Jane no doubt had mourned for her lover, but she had a covert pleasure in the romance of her situation. She was a year younger than Annie, and she had loved and lost, and so had achieved a sentimental distinction. Imogen always had admirers. Eliza had been courted at intervals half-heartedly by a widower, and Susan had had a few fleeting chances. But Jane was the only one who had been really definite in her heart affairs. As for Annie, nobody ever thought of her in such a connection. It was supposed that Annie had no thought of marriage, that she was foreordained to remain unwed and keep house for her father and Benny.
When Jane said that dear Annie did not realize that she made false statements, she voiced an opinion of the family before which Annie was always absolutely helpless. Defense meant counter-accusation. Annie could not accuse her family. She glanced from one to the other. In her blue eyes were still sparks of wrath, but she said nothing. She felt, as always, speechless, when affairs reached such a juncture. She began, in spite of her good sense, to feel guiltily responsible for everything — for the spoiling of the hay, even for the thunder-storm. What was more, she even wished to feel guiltily responsible. Anything was better than to be sure her sisters were not speaking the truth, that her father was blaming her unjustly.

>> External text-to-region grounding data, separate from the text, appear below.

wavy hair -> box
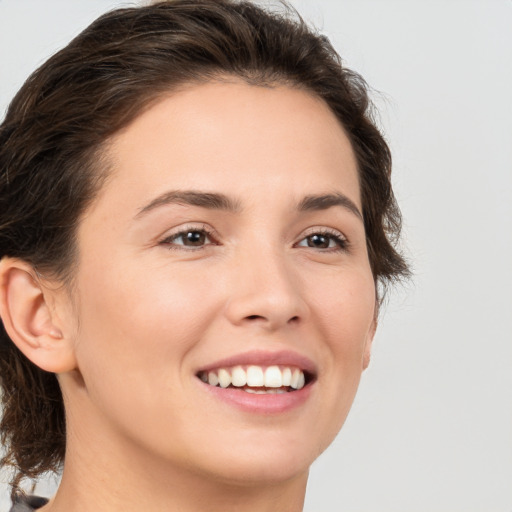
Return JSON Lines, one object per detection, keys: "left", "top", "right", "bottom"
{"left": 0, "top": 0, "right": 409, "bottom": 495}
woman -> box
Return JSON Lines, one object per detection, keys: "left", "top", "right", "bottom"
{"left": 0, "top": 1, "right": 408, "bottom": 510}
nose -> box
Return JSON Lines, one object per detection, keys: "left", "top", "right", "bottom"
{"left": 223, "top": 246, "right": 309, "bottom": 331}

Benny, who sat hunched upon himself with the effect of one set of bones and muscles leaning upon others for support, was the only one who spoke for her, and even he spoke to little purpose.
“One of you other girls,” said he, in a thick, sweet voice, “might have come out and helped Annie; then she could have got the hay in.”
They all turned on him.
“It is all very well for you to talk,” said Imogen. “I saw you myself quit raking hay and sit down on the piazza.”